10 March 2007
A new analysis of cancer genomes has revealed the presence of substantially more mutations than previously suspected. In a recently published paper in Nature, a Cancer Genome Project team led by researchers from the UK Wellcome Trust Sanger Institute sequenced the genomes from more than 200 different human cancer cells. Cancer is known to arise via the accumulation of certain types of genetic mutation in dividing cells that together disrupt normal regulation of cellular function and growth, and lead to uncontrolled proliferation. These cancer-associated mutations are sometimes referred to as ‘driver’ mutations (for example, in genes involved in DNA proofreading and repair functions, or in cellular replication checkpoints); however, cancer cell genomes also include other mutations not specifically associated with carcinogenesis, dubbed ‘passenger’ mutations.
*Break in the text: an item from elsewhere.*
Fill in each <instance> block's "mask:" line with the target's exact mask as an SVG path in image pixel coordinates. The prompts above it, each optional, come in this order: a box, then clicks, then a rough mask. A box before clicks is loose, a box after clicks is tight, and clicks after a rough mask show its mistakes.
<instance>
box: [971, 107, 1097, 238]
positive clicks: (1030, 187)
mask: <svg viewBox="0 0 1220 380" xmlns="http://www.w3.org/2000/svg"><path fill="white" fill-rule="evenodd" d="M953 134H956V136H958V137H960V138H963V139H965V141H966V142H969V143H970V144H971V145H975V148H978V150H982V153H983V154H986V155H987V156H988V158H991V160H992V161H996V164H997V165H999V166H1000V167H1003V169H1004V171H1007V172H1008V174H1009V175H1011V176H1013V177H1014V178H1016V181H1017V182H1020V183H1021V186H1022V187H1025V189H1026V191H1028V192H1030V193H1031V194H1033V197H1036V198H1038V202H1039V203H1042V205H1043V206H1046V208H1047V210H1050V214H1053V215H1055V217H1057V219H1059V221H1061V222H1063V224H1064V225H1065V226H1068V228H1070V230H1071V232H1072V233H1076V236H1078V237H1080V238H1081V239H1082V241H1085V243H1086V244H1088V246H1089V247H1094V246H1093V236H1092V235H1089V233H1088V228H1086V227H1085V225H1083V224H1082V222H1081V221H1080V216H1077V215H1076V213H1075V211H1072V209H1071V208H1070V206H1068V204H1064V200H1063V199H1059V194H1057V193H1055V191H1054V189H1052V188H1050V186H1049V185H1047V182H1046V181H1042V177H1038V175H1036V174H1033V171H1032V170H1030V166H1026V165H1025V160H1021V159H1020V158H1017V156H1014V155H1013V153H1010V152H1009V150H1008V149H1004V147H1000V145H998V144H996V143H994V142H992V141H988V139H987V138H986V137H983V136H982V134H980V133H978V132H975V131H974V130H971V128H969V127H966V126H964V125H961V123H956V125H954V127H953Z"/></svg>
The Sanger team presents an analysis of more than 1000 mutations identified in the coding portions of over 500 protein kinase genes, a class frequently associated with cancer [Greenman C et al. (2007) Nature 446(7132):153-8] . They found that the majority of mutations were likely to be passenger mutations, but nevertheless identified potential driver mutations in more than 120 genes. Cancer Genome Project co-leader Dr Andy Futreal commented that "…buried amongst [passenger mutations] are much larger numbers of driver mutations than was previously anticipated. This suggests that many more genes contribute to cancer development than was thought" (see press release). The authors propose that the full repertoire of cancer mutations will not become apparent until thousands of cancer cell genomes have been systematically analysed.Comment: This paper is an early publication from a very large cancer genome project, and reveals something of the range and complexity of cancer mutations that exist. As well as providing important new information about patterns of mutation in different forms of cancer and distinguishing features of passenger and driver mutations, it also identifies a wealth of novel cancer-associated driver mutations. These may prove extremely valuable in understanding the genetic and pathological processes that underlie cancer, and in the search for new drugs and other therapeutic approaches to combat the disease.